Generali Investments, the asset management arm of Italy’s Generali Group, has announced plans to set up an office in London to support expansion plans for its third-party business with institutional clients and private wealth managers.

Generali Investments, the asset management arm of Italy’s Generali Group, has announced plans to set up an office in London to support expansion plans for its third-party business with institutional clients and private wealth managers.

Santo Borsellino, chief executive of Generali Investments, said on Thursday the company had set itself a target of raising about €8bn (£6.25, $8.9bn) of third-party assets over the next three years.

He said the company had already been able to increase third-party assets under management (AUM) by 16% last year before it sought and received approval to expand into the UK – a move expected to be completed in the next six to eight weeks.

When established, the new UK branch would be the first step of an expansion plan which will also target the Nordic countries of Sweden, Denmark and Norway.

“We talk mainly to institutional clients so we can’t really avoid being in the UK and the Nordics,” Borsellino told a press briefing in London.

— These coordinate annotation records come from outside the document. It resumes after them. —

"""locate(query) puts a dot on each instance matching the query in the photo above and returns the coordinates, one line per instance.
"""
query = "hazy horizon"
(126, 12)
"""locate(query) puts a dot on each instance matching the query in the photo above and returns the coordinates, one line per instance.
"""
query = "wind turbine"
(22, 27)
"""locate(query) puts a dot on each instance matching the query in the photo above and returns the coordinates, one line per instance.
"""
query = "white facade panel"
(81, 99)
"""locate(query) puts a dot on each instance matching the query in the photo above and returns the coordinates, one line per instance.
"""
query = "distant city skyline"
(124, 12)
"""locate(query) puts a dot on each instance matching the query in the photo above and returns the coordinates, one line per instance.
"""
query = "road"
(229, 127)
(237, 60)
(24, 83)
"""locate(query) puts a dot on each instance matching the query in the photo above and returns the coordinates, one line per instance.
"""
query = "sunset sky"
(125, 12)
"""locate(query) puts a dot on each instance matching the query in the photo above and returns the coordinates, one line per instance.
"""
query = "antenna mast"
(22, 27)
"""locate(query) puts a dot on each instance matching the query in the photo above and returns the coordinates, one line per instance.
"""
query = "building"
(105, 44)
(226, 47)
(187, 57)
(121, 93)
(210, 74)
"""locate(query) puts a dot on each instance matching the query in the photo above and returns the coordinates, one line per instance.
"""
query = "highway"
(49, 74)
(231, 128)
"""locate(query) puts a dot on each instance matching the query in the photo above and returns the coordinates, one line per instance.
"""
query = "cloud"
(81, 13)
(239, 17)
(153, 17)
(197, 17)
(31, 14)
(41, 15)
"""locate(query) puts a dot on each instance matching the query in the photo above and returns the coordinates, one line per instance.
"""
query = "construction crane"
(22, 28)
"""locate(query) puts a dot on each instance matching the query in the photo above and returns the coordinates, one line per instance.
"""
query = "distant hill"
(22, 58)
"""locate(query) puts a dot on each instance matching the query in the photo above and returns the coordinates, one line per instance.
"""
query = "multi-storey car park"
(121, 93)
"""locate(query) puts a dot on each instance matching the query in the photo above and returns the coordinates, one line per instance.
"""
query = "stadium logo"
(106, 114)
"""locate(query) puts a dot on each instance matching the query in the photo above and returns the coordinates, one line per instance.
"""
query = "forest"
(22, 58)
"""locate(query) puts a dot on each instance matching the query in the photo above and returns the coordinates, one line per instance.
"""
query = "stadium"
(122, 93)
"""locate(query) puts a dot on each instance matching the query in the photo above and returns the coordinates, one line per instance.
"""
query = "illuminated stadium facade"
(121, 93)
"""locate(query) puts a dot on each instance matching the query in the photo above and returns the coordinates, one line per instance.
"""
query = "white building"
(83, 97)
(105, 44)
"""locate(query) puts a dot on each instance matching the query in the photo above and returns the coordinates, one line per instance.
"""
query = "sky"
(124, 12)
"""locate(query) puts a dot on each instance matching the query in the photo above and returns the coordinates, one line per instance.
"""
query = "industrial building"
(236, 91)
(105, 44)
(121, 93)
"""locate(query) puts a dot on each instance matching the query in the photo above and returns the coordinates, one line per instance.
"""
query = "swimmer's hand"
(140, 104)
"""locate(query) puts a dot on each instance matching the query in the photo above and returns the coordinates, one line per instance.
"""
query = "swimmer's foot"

Asian expansion was also on the agenda, Borsellino said, though not just yet.

“There will be a time when we start looking at Asia,” he said.

New group CEO

The asset management expansion was announced as media reports circulated that on Friday that the parent Generali is set to pick a new chief executive on Friday to replace Mario Greco who left the group earlier this year.

The insurer’s Italy country head Philippe Donnet, who spent nearly three decades with French insurer Axa, is the front runner to take the job, the reports said.

Pan-European move

Generali Investments, Italy’s biggest asset manager and one of the top 10 such firms in continental Europe, currently has around €431bn of AUM built up through its operation in three main European market of Italy, France and Germany to which it has more recently added Benelux, Iberian and eastern European nations.

To support its expansion plans Borsellino said the company had recently redesigned its brand, settling on a single winged lion motif and getting rid of 150 other versions of the lion. “We’ve got the lion now,“ he said.

It had also redesigned its product offering with the aim of providing a consistent and risk adjusted returns to third party clients which utilise the company’s long record in managing asset for its insurance business.

“We tend to be very risk management oriented in what we do,” he said.

New products, people

Anna Khazen, newly-appointed head of investments for the company said there were plans to hire more fund managers to support the expansion strategy.

“We’d ideally like to deepen our expertise in the areas where we already have expertise and expand into new thematic funds where we have strong views,” Khazan said. She gave as an example of a thematic theme the ageing population which, as a life insurance company, Generali knows a lot about.

One area the company has excluded from its expansion plans is servicing retail clients or the world of international financial advisers.

”We decided not to get involved in this,” said Andrea Favaloro, head of sales of marketing. “It’s a mature, overcrowded and expensive segment.”

“We will participate in the unit-linked value chain but we will not go for retail business,” he said.